August 10, 2011

Read Your OWN Damn Library!


So, the book project is coming
along--sllloooowwwwwllllllyyyyy.  First, I read Cranford by Elizabeth Gaskell.  The purchase of this book was kind of frivolous, I must confess; for a while now, I've wanted to start my collection of the Penguin Classics Hardcover set (they're pretty!), and this seemed a likely place to begin.  It felt a bit like cheating to read this one first, because I bought this book just a few months ago, so I was still "in the mood" to try it, if you know what I mean.  Still, it was a good entree to my "Read Your Own Damn Library!" adventure.  If you saw the miniseries of Cranford on PBS, let me tell you that the book, predictably, is better.  Less melodrama, more humor, and more of the matter-of-fact of everyday life.  I liked the miniseries IN SPITE of its dripping tragedy.  I just liked the book.  Period.

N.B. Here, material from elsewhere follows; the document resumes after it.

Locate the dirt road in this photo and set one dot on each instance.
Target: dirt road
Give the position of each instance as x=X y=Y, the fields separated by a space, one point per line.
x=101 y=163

Next came The Better Angel: Walt Whitman in the Civil War, a buy that fit in much more with the spirit of the project.  I bought my copy of that one in 2008 at the Jefferson County Friends of the Library booksale in Colorado, when Michael and I were living near Denver.  I've had a love/hate affair with Walt Whitman ever since I saw the movie Dead Poets Society at the age of 11.  (If you don't understand how that film connects with Walt Whitman, you REALLY need to see the film.  It is by far Robin Williams' finest hour, with the possible exception of Good Morning Vietnam.)  Walt Whitman's most famous collection of poems, Leaves of Grass, is basically all about the brash self-aggrandizement of a young genius who has not yet learned to channel his gift into something that will benefit mankind (in my not-so-humble opinion), rather like Orson Wells and Citizen Kane.  The Civil War infinitely humanized Whitman, and his best work is the post-Civil War project, Drum Taps.  The author of The Better Angel, Roy Morris, Jr., seems to totally agree with this assessment, which of course means that I enjoyed the book hugely, =0) !  However, it was also informative, as I had never realized that Walt Whitman was a flaming homosexual.  This was an eye-opening read, a page-turner that I hadn't expected would be a page-turner when I picked it up.

The current read-in-progress is A Distant Mirror: the Calamitous 14th Century by the late Barbara Tuchman.  This woman is an inspiring figure for me, a self-taught historian who literally changed the way history is written ever since the mid-20th century, largely through this particular book.  To my undying shame, however, I have never actually read the ground-breaking book before, so I have set my hand to the plow, as it were, and am determined not to look back until I have completed the task.  It's slow going, I admit, with lots of re-re-re-re-re-re-reading Harry Potter to break up the non-fiction seriousness.  This is not because Tuchman's writing style leaves anything to be desired; on the contrary, she is brilliant--humorous, engaging, and great all-round entertainment value, as well as a first-rate historian, despite the poo-pooing of stuffed-shirt professional historians of an earlier age.  Nevertheless, she's writing about the age of the Black Death, and it can be heavy reading.  This book is roughly 700 pages.  Reading 700 pages of Harry Potter and reading 700 pages of the Plague are VERY different experiences.  Updates forthcoming.